In order to test consistency, with the data provided by the same device, PhA was calculated in two ways (data not shown): as arcsine (Xc50/Z50) and as arctangent (Xc50/R50), giving exactly the same values in both cases, but differing from the values presented by the equipment, with relative differences going from −18.4% up to 34.2%, with mean of −9.6% and standard deviation (SD) of ±5.2% for the negative differences, and a mean of 9.5% and SD of ±8.7% for the positive differences.
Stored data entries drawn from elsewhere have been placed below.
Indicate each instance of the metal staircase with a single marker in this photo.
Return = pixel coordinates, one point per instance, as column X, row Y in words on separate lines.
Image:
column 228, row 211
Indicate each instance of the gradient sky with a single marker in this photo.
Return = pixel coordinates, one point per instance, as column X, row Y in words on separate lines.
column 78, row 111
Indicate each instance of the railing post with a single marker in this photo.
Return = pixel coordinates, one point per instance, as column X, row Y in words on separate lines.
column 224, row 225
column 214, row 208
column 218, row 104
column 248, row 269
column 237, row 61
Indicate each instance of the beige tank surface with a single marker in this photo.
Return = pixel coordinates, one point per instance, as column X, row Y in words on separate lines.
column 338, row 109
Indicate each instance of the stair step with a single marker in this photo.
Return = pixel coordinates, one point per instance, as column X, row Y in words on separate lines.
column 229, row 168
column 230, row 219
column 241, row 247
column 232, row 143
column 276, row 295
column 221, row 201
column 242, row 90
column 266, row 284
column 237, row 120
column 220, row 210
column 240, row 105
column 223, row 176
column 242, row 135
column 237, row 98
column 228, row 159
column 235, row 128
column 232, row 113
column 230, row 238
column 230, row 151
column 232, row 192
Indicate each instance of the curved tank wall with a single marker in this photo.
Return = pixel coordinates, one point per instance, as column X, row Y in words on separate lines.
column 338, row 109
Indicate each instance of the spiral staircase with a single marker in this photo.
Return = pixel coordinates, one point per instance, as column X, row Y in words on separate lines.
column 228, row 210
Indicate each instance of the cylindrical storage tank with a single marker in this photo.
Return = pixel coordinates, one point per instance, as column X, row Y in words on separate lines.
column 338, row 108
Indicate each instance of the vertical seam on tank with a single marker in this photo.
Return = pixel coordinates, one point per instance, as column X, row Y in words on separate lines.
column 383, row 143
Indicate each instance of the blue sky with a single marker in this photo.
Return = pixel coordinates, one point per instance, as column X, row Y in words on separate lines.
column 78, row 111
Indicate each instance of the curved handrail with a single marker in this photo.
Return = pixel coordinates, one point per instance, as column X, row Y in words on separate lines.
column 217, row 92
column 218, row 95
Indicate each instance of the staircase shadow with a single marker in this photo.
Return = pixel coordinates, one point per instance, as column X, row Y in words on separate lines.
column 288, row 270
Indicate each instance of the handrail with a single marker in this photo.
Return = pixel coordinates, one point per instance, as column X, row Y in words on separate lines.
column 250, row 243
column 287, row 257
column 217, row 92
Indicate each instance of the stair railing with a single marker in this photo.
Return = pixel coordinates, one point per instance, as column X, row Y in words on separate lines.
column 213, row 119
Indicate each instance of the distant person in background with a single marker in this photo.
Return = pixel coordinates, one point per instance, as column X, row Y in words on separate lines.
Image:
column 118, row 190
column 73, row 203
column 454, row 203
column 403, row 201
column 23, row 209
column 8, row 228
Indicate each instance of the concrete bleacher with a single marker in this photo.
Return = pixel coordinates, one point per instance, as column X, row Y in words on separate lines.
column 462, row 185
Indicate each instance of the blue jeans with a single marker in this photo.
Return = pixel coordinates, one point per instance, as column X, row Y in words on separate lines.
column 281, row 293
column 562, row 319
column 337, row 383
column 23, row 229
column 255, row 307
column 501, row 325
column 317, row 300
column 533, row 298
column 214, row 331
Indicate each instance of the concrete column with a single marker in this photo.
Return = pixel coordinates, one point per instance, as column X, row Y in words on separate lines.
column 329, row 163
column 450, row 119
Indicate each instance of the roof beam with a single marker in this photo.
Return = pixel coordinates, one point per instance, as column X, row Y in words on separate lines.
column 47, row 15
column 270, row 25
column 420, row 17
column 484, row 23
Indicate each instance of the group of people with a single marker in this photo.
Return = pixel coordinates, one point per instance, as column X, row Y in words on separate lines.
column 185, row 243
“Fat free hydration” is different from “hydration of the fat free mass”, as the former removes the water contained in adipose tissue, while the latter does not. When dividing total body water by fat free mass (lean mass), the values calculated in the 52 measurements gave a mean of 0.7340 with a SD of 0.0170, and a median of 0.7349 with 0.6952 as the minimum and 0.7721 as the maximum.
Finally, the fat/lean ratio given by the device differs greatly from the values obtained when the value for fat mass and that for lean mass are divided. In this case, percentual variations go from −15.7% to 13.0% with a mean of −6.5 (SD ± 4.7%), when they are lower, and 5.7% (SD ± 3.6%) when they are higher.
In the authors’ opinion, firstly, the results of this study, although with only a relatively small convenience sample, support the idea that not only microbiota modulation should be added to the common and traditional triad of diet, physical exercise and motivation, in the prevention and treatment of overweight, at least in young adult women, but, also, that the fourth element of the proposed tetrad can be achieved by modulation of the IMB, which includes a colon cleansing protocol and can well be carried out at home, as it uses neither sophisticated equipment nor costly or exotic products. Products used in it are widely available worldwide, and practically none of them can be considered as a medicament. As it is well accepted that most, if not all, CNCDs have common causes and, to a good extent, also a common pathway, the tetrad could, eventually, be useful for the treatment of many or most of them, especially in their early stages or, even better, as a good option for their prevention. This study can easily be replicated anywhere, but, of course, it would be advisable, not only, to treat a much larger sample, with a longer follow up, but, also, to perform a proper and thorough bioinformatics analysis of the IMB of the participants, to better explore possible mechanisms for the effects that the protocol seems to produce.
Secondly, BIA seems to be able to mirror and reflect the physiological changes produced by the treatment, especially in relation, not only with body composition, but, also, in relation to metainflammation, which can be considered a hallmark of overweight and all chronic diseases. Nevertheless, it is necessary to mention that the data given for what we call here BIA-2 variables, must be taken cautiously, as there are many assumptions, taken for granted, which are not necessarily very accurate.